To recover costs associated with providing sufficient electricity generation utilities rely on expensive demand charges. These charges make up 30% to 70% of the commercial energy bill. Other popular rate options that utilities are looking to are fixed charges and time-of-use rates. Unfortunately, as NREL reported in a recent whitepaper, customers often do not understand how demand charges are structured or calculated leading to missed energy storage opportunities.
Want to know how your businesses can reduce demand charges? Check the following.
1) Look up your demand charge at OpenEI for utility data. An ice thermal energy storage system may be economical with demand charges as low as $4/kW.
2) Stay ahead of the rising rates. Conduct energy efficiency upgrades, implement passive design techniques and install solar or geothermal systems to reduce energy use.

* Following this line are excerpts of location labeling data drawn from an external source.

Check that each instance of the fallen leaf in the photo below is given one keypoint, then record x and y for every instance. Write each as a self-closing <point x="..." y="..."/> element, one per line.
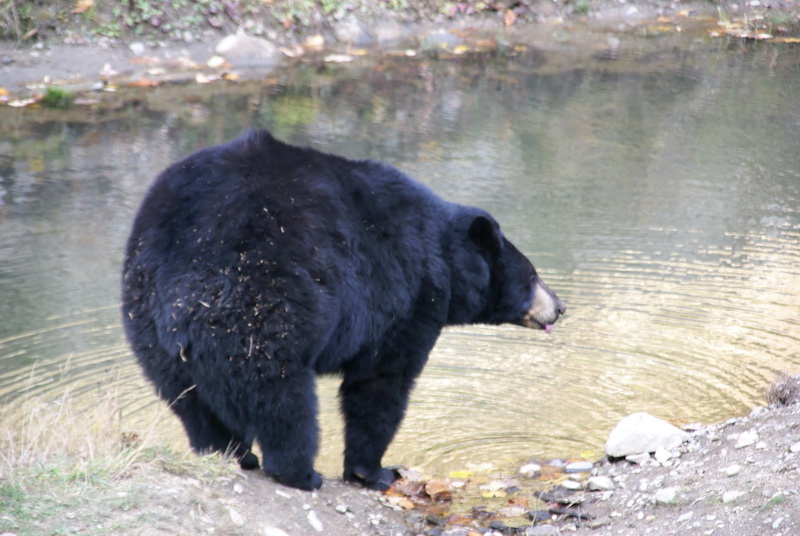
<point x="509" y="17"/>
<point x="81" y="6"/>
<point x="338" y="58"/>
<point x="438" y="489"/>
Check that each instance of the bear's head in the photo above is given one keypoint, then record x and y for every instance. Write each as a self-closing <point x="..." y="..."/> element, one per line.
<point x="516" y="294"/>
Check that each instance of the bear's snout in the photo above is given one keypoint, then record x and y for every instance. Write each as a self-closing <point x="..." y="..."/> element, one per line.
<point x="545" y="308"/>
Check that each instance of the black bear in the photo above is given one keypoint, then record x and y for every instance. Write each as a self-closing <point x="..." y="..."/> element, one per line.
<point x="255" y="265"/>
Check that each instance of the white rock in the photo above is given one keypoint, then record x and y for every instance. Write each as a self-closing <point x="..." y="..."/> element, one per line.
<point x="641" y="432"/>
<point x="137" y="48"/>
<point x="730" y="496"/>
<point x="542" y="530"/>
<point x="599" y="483"/>
<point x="638" y="459"/>
<point x="578" y="467"/>
<point x="733" y="470"/>
<point x="241" y="49"/>
<point x="685" y="517"/>
<point x="662" y="455"/>
<point x="314" y="521"/>
<point x="236" y="518"/>
<point x="530" y="470"/>
<point x="666" y="495"/>
<point x="746" y="439"/>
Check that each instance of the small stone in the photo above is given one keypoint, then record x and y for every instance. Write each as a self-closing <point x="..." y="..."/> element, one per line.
<point x="730" y="496"/>
<point x="746" y="439"/>
<point x="273" y="531"/>
<point x="530" y="470"/>
<point x="314" y="521"/>
<point x="638" y="459"/>
<point x="641" y="432"/>
<point x="662" y="455"/>
<point x="733" y="470"/>
<point x="578" y="467"/>
<point x="666" y="495"/>
<point x="137" y="48"/>
<point x="236" y="518"/>
<point x="599" y="483"/>
<point x="542" y="530"/>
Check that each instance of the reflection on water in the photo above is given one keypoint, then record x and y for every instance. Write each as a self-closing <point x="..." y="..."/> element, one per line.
<point x="658" y="194"/>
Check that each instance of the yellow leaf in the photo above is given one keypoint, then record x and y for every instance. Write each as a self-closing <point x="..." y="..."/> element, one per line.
<point x="81" y="6"/>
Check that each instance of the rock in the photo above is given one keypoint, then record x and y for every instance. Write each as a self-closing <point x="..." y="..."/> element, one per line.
<point x="641" y="432"/>
<point x="542" y="530"/>
<point x="352" y="31"/>
<point x="732" y="470"/>
<point x="662" y="455"/>
<point x="578" y="467"/>
<point x="666" y="495"/>
<point x="530" y="470"/>
<point x="314" y="521"/>
<point x="236" y="518"/>
<point x="638" y="459"/>
<point x="746" y="439"/>
<point x="243" y="50"/>
<point x="599" y="483"/>
<point x="730" y="496"/>
<point x="138" y="48"/>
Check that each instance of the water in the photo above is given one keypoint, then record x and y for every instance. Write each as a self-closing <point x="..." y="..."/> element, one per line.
<point x="658" y="192"/>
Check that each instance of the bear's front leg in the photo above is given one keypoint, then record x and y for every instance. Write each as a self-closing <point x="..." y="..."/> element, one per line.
<point x="373" y="409"/>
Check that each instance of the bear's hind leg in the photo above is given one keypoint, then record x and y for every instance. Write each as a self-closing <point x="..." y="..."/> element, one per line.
<point x="208" y="434"/>
<point x="287" y="418"/>
<point x="373" y="409"/>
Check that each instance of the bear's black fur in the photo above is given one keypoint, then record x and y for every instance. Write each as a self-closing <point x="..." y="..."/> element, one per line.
<point x="255" y="265"/>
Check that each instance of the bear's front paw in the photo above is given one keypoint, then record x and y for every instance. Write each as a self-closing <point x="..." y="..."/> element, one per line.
<point x="379" y="480"/>
<point x="305" y="481"/>
<point x="249" y="461"/>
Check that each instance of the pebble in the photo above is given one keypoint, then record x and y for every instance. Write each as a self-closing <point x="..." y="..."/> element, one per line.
<point x="314" y="521"/>
<point x="746" y="439"/>
<point x="685" y="517"/>
<point x="666" y="495"/>
<point x="599" y="483"/>
<point x="641" y="432"/>
<point x="542" y="530"/>
<point x="730" y="496"/>
<point x="530" y="470"/>
<point x="273" y="531"/>
<point x="638" y="459"/>
<point x="578" y="467"/>
<point x="733" y="470"/>
<point x="236" y="518"/>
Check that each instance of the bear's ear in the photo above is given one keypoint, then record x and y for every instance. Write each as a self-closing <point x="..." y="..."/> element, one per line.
<point x="483" y="233"/>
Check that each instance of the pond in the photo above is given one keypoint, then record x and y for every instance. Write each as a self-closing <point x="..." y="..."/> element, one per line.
<point x="655" y="185"/>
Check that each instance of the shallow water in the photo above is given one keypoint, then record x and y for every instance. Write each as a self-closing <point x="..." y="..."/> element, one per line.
<point x="656" y="189"/>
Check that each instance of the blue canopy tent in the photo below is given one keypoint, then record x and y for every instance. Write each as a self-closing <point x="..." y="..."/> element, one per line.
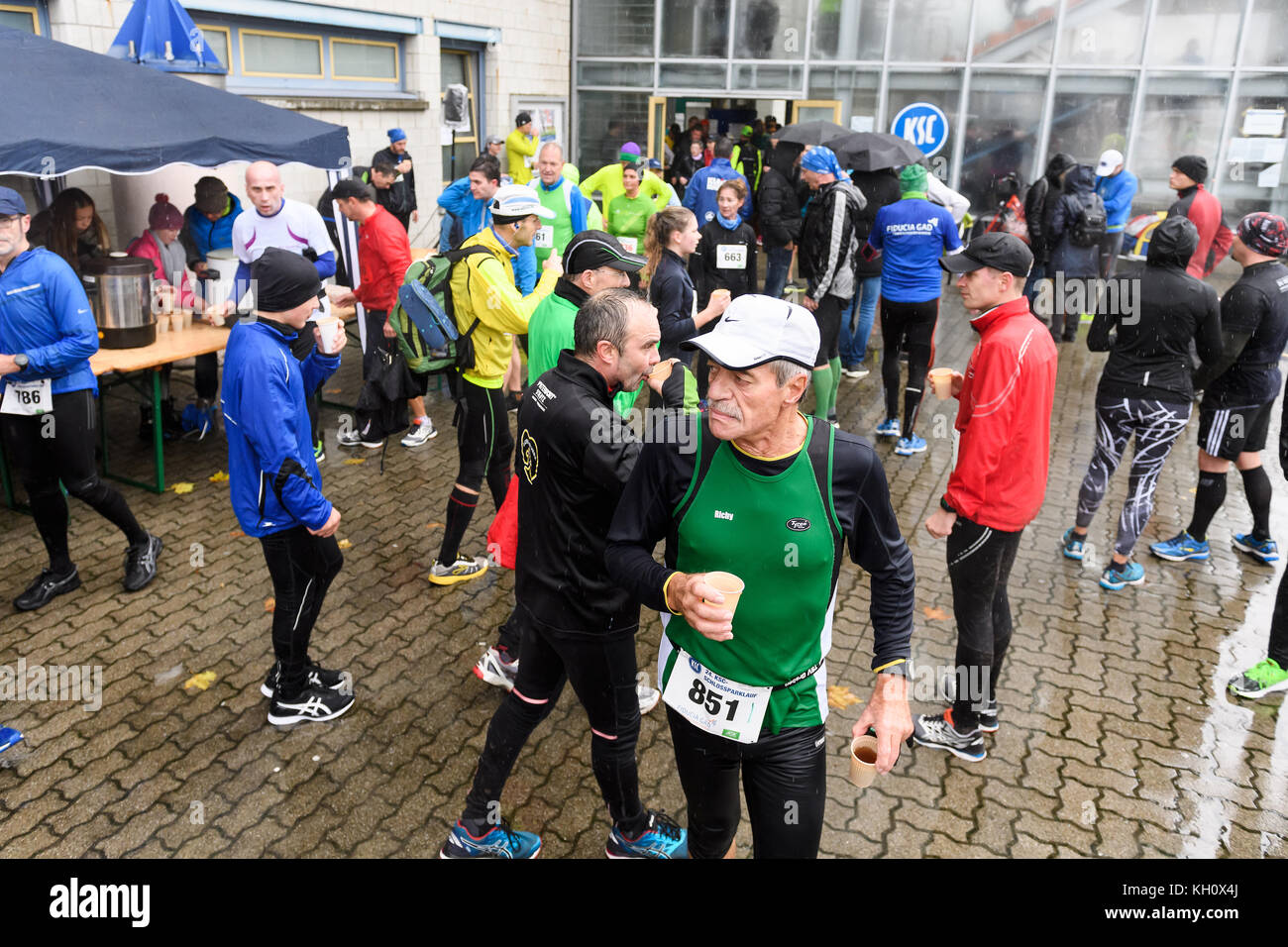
<point x="161" y="34"/>
<point x="80" y="110"/>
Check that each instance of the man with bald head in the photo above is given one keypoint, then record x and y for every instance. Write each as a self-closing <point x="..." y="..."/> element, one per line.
<point x="271" y="219"/>
<point x="574" y="210"/>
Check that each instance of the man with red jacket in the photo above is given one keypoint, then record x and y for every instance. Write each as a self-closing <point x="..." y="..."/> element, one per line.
<point x="384" y="256"/>
<point x="1186" y="179"/>
<point x="997" y="486"/>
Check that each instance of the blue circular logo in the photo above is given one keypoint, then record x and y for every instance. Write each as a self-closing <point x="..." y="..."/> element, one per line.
<point x="922" y="124"/>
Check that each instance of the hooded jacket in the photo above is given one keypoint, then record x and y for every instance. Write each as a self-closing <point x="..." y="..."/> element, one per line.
<point x="273" y="476"/>
<point x="1005" y="420"/>
<point x="1146" y="322"/>
<point x="1039" y="204"/>
<point x="1215" y="237"/>
<point x="829" y="243"/>
<point x="1080" y="191"/>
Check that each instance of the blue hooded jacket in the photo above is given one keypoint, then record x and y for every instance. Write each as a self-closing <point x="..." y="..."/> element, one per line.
<point x="274" y="482"/>
<point x="206" y="235"/>
<point x="475" y="215"/>
<point x="46" y="315"/>
<point x="699" y="193"/>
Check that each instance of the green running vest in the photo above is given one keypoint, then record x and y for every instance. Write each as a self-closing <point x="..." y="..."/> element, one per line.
<point x="782" y="538"/>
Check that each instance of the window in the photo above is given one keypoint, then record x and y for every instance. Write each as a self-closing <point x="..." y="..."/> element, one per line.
<point x="364" y="60"/>
<point x="265" y="53"/>
<point x="219" y="39"/>
<point x="771" y="30"/>
<point x="1001" y="35"/>
<point x="614" y="27"/>
<point x="696" y="29"/>
<point x="850" y="29"/>
<point x="20" y="18"/>
<point x="460" y="67"/>
<point x="1103" y="37"/>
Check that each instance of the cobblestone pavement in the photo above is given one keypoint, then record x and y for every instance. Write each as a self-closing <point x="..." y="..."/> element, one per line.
<point x="1116" y="738"/>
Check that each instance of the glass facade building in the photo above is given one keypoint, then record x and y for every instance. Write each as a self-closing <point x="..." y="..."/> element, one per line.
<point x="1017" y="80"/>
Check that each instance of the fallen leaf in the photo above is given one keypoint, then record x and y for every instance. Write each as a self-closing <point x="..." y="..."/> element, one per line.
<point x="840" y="697"/>
<point x="200" y="682"/>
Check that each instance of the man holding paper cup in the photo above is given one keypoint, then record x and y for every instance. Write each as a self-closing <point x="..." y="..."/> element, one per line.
<point x="771" y="497"/>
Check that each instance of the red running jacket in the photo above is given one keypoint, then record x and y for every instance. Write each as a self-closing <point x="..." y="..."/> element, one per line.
<point x="384" y="257"/>
<point x="1215" y="237"/>
<point x="1005" y="420"/>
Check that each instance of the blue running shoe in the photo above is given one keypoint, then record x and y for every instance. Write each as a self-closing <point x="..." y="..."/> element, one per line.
<point x="1266" y="551"/>
<point x="909" y="446"/>
<point x="1117" y="578"/>
<point x="498" y="841"/>
<point x="1180" y="548"/>
<point x="662" y="839"/>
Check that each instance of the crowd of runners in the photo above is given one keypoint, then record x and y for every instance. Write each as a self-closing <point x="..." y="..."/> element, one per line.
<point x="570" y="296"/>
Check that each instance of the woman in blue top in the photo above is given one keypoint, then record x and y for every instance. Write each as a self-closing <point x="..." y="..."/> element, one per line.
<point x="47" y="337"/>
<point x="911" y="235"/>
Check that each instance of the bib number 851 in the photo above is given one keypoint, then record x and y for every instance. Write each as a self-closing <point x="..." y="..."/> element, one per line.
<point x="709" y="699"/>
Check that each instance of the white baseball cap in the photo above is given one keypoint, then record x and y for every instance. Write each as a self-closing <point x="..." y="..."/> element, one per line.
<point x="1108" y="162"/>
<point x="759" y="329"/>
<point x="518" y="200"/>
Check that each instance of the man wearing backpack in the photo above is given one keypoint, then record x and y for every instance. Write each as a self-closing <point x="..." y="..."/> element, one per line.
<point x="488" y="308"/>
<point x="384" y="256"/>
<point x="1074" y="235"/>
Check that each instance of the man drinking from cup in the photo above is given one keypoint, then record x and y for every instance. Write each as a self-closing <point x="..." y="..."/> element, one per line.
<point x="771" y="496"/>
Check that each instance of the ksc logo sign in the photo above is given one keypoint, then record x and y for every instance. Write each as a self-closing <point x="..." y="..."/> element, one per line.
<point x="922" y="124"/>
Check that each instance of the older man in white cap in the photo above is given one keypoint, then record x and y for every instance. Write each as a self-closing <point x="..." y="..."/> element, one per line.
<point x="773" y="497"/>
<point x="1117" y="187"/>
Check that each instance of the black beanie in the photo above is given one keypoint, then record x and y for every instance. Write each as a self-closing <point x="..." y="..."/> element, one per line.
<point x="283" y="281"/>
<point x="1193" y="166"/>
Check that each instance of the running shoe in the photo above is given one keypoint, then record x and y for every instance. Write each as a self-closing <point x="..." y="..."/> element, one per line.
<point x="1180" y="548"/>
<point x="987" y="718"/>
<point x="46" y="587"/>
<point x="1117" y="578"/>
<point x="1265" y="551"/>
<point x="909" y="446"/>
<point x="492" y="671"/>
<point x="314" y="674"/>
<point x="1260" y="680"/>
<point x="141" y="564"/>
<point x="662" y="839"/>
<point x="936" y="731"/>
<point x="419" y="434"/>
<point x="313" y="703"/>
<point x="648" y="696"/>
<point x="460" y="571"/>
<point x="498" y="841"/>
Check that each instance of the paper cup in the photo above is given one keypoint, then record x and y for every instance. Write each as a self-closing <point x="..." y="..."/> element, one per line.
<point x="863" y="761"/>
<point x="662" y="369"/>
<point x="941" y="380"/>
<point x="330" y="329"/>
<point x="728" y="585"/>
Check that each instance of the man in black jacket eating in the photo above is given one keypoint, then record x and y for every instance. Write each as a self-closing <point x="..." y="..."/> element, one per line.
<point x="576" y="457"/>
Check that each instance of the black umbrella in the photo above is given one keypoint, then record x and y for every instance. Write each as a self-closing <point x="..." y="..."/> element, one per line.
<point x="871" y="151"/>
<point x="810" y="132"/>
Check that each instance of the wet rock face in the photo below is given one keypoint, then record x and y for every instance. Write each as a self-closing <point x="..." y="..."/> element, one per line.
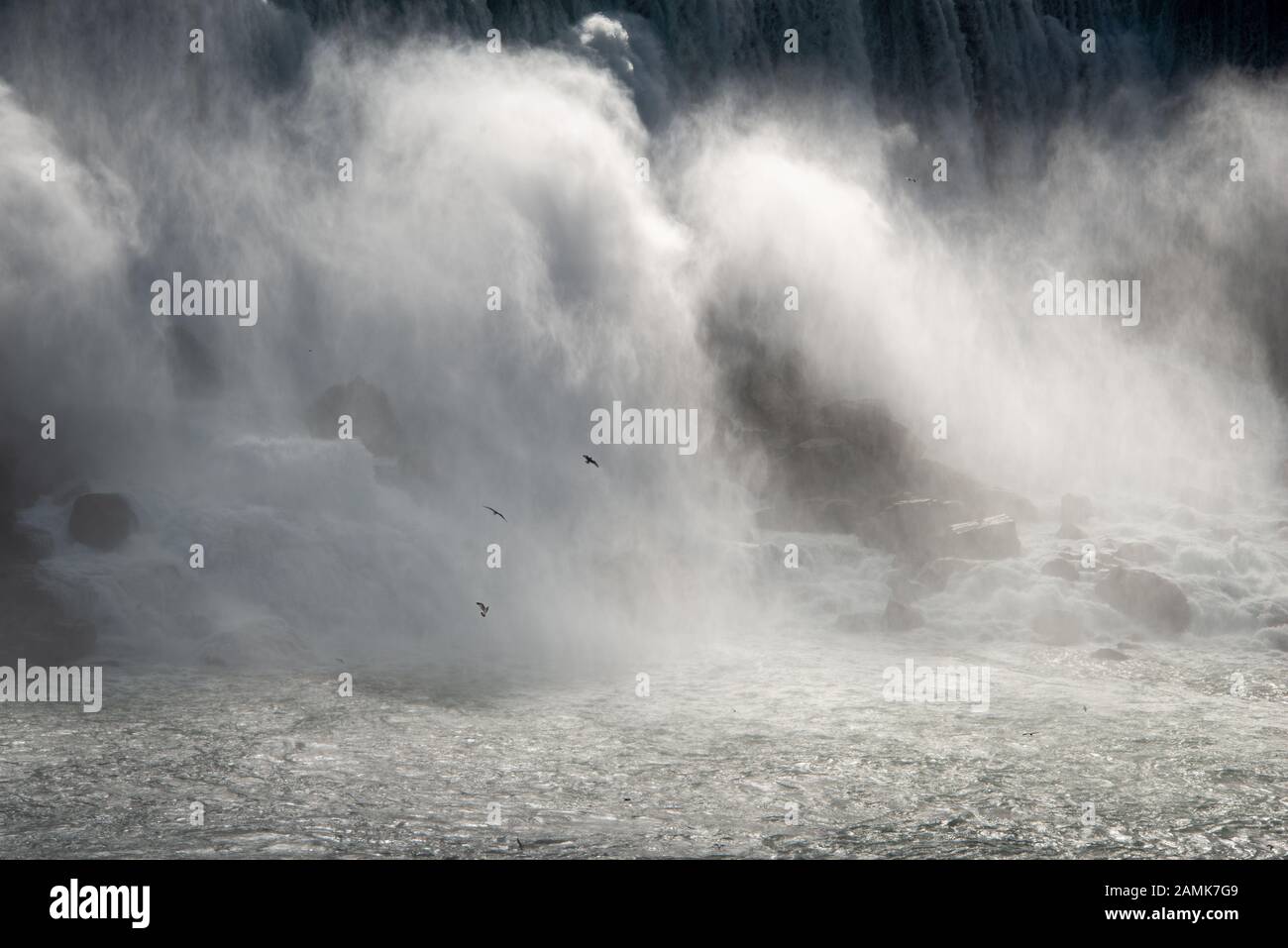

3) Participate in the smart grid. Enroll in demand response to avoid peak demand periods.
4) Employ cool thermal energy storage for permanent demand reduction. 40% of grid
peak demand is caused by air-conditioning.
5) Protect yourself from renewable’s variability. Invest in batteries to smooth out electrical loads and provide resiliency.
Well on our way
Renewable energy and energy storage are an important part of the path to a low carbon future. In fact, some would attest that 100% renewable energy is possible with just help from energy storage and coordination between grid operators.
To that end the state of Hawaii has introduced legislation for 100% renewable energy and mayors from 250 U.S. cities have agreed to go 100% wind and solar by 2035. 100 companies have also committed to 100% renewable.
To compliment this investment in renewable energy, all types of energy storage (ice storage, flow batteries, solar thermal, etc) are being added to the grid. Massachusetts Bill H.4568 includes provisions to increase adoption of renewable energy resources and energy storage technologies. New York Mayor Bill de Blasio announced an initiative that promotes more energy storage installations in commercial properties. Maryland has embraced energy storage with a first ever tax credit. California is calling for 1.3GW of energy storage by 2020.
In a sense, the 2017 solar eclipse was like dress rehearsal for the future. Renewable resources will have even bigger tests in the coming years and energy storage will play a greater role in the power supply.